Early in the afternoon. I drove down to a coffee shop not far from my office with a camera,Lake Merritt in Oakland. had a small cup and then walked down to Jack London Square. Normally, on any other weekend, Jack London Square would be filled with people at the farmer's market, a band playing in front of a large crowd on the central stage by the Barnes and Noble book store. Today it was fairly quiet, one lone guy wailing on an amplified sax, pretty good, but only one or two people standing and listening. I walked the full length of the line of stalls, the usual fruits and vegetables, the less usual bottled this and packaged that. The mayor of Oakland, former governor Jerry Brown, was standing near the entrance of the Waterfront Hotel, talking to what appeared to be a passer by, no retinue, no press, maybe a uniformed guy or two watching discreetly from a distance. He walked on down toward the main square and entered a bakery, sitting down by himself at a table near a window. For whatever reason I didn't shoot any pictures.

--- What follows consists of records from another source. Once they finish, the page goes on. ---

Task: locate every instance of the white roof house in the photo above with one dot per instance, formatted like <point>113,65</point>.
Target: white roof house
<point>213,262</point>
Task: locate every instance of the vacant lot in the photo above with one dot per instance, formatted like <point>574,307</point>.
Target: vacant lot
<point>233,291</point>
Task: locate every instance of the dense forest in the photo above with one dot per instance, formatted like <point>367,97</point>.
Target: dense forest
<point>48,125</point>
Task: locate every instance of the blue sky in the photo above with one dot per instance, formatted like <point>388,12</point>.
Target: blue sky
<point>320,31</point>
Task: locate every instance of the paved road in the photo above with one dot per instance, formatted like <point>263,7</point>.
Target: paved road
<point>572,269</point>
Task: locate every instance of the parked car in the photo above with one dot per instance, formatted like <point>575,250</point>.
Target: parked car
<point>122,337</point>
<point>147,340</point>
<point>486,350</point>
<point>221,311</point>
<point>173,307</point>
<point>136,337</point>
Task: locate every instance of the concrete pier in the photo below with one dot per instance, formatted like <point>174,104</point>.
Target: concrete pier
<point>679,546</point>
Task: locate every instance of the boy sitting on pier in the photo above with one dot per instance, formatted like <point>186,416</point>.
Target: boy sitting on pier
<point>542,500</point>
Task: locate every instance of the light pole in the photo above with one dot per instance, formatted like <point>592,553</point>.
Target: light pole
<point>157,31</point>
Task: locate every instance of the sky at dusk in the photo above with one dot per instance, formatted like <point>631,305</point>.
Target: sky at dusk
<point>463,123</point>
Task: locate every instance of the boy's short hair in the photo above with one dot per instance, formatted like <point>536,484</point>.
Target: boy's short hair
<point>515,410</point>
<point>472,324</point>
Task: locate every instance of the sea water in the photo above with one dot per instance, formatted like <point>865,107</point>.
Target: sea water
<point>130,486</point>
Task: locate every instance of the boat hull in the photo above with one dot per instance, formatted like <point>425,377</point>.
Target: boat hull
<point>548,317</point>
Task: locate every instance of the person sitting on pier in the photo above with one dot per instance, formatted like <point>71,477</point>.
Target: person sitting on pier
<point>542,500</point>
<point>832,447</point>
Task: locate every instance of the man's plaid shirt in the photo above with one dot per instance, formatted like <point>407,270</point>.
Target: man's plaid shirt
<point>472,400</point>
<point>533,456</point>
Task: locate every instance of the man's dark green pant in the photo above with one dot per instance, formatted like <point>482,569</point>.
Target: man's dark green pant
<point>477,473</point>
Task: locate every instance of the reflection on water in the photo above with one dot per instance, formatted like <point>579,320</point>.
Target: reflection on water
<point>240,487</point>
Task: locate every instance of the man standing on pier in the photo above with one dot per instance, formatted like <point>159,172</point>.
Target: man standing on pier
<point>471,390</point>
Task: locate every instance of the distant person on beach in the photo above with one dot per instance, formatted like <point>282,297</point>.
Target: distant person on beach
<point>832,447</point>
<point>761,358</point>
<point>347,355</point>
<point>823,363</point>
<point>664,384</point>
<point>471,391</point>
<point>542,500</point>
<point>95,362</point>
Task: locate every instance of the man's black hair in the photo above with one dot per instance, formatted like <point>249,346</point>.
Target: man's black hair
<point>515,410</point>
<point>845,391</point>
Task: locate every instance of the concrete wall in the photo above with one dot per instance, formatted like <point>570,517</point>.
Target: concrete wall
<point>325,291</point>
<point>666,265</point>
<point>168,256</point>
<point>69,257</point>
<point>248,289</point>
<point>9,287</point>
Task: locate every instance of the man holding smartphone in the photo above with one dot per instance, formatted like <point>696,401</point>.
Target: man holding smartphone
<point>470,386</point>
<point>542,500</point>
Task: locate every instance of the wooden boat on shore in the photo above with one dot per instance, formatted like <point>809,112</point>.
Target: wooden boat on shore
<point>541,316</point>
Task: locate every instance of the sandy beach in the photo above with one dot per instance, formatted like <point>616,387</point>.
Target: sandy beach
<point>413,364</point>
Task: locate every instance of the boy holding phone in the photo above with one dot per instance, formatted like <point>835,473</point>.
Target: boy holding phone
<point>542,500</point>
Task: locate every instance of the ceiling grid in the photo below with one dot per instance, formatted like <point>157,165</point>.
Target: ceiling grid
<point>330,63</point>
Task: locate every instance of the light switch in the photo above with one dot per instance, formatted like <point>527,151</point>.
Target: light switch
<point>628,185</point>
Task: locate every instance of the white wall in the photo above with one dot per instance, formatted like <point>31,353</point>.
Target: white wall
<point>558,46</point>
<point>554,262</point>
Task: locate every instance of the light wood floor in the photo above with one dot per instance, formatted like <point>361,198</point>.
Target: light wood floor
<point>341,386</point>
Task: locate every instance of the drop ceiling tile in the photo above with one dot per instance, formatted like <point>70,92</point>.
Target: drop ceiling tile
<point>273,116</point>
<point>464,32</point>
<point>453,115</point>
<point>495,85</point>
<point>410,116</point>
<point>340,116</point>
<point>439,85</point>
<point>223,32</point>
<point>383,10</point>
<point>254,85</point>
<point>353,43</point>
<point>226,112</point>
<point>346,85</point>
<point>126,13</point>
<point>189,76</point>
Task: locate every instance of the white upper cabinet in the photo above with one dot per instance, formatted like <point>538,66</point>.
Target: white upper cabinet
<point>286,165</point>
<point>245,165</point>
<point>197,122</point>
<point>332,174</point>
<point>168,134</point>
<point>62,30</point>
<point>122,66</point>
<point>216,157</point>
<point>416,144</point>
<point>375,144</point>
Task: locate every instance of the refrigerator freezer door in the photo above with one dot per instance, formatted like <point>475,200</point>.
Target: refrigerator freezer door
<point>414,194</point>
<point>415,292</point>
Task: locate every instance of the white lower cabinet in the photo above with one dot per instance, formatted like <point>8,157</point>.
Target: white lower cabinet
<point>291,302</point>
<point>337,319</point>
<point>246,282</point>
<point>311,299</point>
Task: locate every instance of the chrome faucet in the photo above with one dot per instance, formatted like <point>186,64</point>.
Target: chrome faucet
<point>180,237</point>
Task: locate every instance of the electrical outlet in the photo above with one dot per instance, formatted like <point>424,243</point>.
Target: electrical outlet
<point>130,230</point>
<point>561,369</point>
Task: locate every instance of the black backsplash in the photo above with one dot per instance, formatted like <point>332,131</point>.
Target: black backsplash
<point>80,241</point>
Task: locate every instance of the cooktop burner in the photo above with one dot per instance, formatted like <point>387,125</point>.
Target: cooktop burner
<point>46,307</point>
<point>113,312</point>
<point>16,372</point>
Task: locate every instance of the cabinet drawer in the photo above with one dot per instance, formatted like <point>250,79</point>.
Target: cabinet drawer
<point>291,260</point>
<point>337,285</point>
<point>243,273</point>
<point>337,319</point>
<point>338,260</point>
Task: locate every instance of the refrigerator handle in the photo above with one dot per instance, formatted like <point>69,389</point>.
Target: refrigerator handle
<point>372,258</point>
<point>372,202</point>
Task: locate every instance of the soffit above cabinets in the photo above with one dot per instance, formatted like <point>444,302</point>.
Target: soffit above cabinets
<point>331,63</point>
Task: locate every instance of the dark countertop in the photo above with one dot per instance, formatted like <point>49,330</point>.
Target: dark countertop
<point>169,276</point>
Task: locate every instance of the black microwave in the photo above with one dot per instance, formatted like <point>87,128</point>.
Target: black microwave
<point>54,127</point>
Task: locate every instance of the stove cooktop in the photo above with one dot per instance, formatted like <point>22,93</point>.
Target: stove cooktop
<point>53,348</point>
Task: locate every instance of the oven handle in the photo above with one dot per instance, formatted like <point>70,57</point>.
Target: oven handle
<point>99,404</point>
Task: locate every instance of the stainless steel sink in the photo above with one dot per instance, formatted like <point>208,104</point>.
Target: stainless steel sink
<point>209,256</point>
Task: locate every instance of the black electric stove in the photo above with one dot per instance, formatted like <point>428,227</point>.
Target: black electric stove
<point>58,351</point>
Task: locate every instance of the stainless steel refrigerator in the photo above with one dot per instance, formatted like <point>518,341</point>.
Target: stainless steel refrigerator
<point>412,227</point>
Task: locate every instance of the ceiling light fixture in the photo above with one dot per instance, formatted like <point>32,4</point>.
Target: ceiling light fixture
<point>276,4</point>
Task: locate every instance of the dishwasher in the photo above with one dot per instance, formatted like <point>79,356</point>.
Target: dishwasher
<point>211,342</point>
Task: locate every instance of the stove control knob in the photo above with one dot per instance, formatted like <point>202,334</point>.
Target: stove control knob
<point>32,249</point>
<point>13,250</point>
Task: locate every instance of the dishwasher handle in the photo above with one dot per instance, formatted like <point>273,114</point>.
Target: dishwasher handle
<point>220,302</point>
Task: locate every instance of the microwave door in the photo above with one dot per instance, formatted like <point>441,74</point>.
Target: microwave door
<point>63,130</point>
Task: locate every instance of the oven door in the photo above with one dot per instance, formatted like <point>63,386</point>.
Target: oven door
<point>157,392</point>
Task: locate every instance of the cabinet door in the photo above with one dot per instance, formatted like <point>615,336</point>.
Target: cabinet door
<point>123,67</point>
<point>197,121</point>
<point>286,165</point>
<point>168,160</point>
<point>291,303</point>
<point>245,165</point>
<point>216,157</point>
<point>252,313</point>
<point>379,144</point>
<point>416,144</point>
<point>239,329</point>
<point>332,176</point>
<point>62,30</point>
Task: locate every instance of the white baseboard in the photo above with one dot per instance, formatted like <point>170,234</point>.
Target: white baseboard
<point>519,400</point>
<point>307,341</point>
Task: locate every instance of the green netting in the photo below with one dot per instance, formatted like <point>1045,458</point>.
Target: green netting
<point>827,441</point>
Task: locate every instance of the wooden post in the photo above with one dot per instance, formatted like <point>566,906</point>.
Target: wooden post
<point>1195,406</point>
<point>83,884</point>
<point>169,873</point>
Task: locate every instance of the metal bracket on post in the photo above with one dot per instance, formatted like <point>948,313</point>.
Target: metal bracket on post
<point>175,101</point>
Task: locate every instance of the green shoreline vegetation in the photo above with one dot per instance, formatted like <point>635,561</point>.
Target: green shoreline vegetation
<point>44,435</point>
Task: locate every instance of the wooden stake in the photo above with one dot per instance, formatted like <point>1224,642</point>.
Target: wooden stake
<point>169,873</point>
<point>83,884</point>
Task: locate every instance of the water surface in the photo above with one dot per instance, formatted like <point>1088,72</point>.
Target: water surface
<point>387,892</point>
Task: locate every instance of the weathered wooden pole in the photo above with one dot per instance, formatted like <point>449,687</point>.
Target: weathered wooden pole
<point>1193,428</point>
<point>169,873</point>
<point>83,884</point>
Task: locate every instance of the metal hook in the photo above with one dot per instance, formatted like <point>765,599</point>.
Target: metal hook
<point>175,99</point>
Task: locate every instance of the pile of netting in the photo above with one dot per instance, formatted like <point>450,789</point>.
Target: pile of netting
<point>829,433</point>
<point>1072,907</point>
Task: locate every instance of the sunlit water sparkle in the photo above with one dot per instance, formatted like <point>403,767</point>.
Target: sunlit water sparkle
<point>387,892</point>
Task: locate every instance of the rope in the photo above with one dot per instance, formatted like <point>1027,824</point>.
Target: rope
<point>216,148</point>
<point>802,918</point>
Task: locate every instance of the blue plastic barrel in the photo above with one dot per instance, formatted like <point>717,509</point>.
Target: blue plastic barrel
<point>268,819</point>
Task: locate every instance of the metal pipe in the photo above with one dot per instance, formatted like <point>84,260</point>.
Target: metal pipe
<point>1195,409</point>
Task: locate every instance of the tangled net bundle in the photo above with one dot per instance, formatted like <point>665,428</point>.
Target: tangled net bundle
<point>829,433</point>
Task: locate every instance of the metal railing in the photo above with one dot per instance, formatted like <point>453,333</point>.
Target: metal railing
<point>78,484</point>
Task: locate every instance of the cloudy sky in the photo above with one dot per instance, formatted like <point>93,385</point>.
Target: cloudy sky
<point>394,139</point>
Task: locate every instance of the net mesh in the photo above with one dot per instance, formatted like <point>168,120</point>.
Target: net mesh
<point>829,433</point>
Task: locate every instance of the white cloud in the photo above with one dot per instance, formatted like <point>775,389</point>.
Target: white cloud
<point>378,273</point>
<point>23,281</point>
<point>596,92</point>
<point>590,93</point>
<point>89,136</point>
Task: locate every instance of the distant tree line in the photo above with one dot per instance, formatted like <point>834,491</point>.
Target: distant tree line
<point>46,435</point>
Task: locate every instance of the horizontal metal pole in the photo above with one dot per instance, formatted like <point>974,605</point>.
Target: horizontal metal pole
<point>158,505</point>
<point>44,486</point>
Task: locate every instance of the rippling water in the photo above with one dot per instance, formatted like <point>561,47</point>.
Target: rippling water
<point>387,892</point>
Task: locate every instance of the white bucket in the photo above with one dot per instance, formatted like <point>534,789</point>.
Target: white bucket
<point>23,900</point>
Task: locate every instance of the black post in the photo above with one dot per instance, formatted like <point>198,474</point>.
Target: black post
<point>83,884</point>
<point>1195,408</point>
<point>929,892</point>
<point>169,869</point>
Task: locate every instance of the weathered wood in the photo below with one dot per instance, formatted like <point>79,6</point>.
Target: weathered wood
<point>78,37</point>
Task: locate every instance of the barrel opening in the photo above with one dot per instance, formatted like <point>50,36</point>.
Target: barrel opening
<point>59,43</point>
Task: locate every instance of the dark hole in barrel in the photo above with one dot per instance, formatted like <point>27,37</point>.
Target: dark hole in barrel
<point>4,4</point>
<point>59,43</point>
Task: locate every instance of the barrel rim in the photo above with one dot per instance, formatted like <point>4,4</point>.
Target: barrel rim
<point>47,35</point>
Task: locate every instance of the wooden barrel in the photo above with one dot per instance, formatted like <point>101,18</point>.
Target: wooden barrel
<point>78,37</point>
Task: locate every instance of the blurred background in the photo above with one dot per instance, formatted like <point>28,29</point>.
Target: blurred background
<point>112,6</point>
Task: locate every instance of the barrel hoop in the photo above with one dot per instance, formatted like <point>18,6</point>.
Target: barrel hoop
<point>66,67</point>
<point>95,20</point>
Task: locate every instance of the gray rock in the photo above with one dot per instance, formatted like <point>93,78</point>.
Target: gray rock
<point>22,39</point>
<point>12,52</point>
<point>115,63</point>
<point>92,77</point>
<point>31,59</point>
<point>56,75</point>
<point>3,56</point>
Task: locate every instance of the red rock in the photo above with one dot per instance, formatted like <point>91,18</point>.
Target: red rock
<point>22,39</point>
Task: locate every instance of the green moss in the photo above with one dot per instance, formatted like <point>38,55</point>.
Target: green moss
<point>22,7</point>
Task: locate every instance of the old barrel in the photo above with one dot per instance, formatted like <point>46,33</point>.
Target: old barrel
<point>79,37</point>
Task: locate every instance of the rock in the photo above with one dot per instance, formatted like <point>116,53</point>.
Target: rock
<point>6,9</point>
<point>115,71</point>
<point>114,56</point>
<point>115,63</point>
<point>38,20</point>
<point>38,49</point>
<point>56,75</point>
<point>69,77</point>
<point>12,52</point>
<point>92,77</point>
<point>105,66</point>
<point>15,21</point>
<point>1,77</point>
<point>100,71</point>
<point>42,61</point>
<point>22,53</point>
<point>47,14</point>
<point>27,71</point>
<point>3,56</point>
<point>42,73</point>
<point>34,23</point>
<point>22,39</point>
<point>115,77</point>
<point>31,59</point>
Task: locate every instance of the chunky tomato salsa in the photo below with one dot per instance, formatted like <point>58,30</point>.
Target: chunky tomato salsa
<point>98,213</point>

Perhaps mayors take their own introspective walks during the holidays. I'm not sure what he was looking for out there in the crowd, playing at being another face in a world where he hasn't been just another face since he was governor. People were cool, they knew who he was, some took their kids up to introduce them. He was a guy in slacks and a sweater, a little heavier than I remember, balding, with dark unkempt eyebrows over eyes that beamed intelligence and, perhaps, a touch of madness. A bird of prey indulging a harmless conceit, perhaps, wandering out amongst the pigeons.

I too took my walk today in what are normally crowded places, familiar landmarks emptied to some degree of people and confusion.

 
The banner photograph was taken off Highway 101 in Oregon. Be interesting to take this same photograph with a large format camera locked down tight on a tripod. Well, maybe in another life or another year. The scene along Lake Merritt was taken in the late afternoon.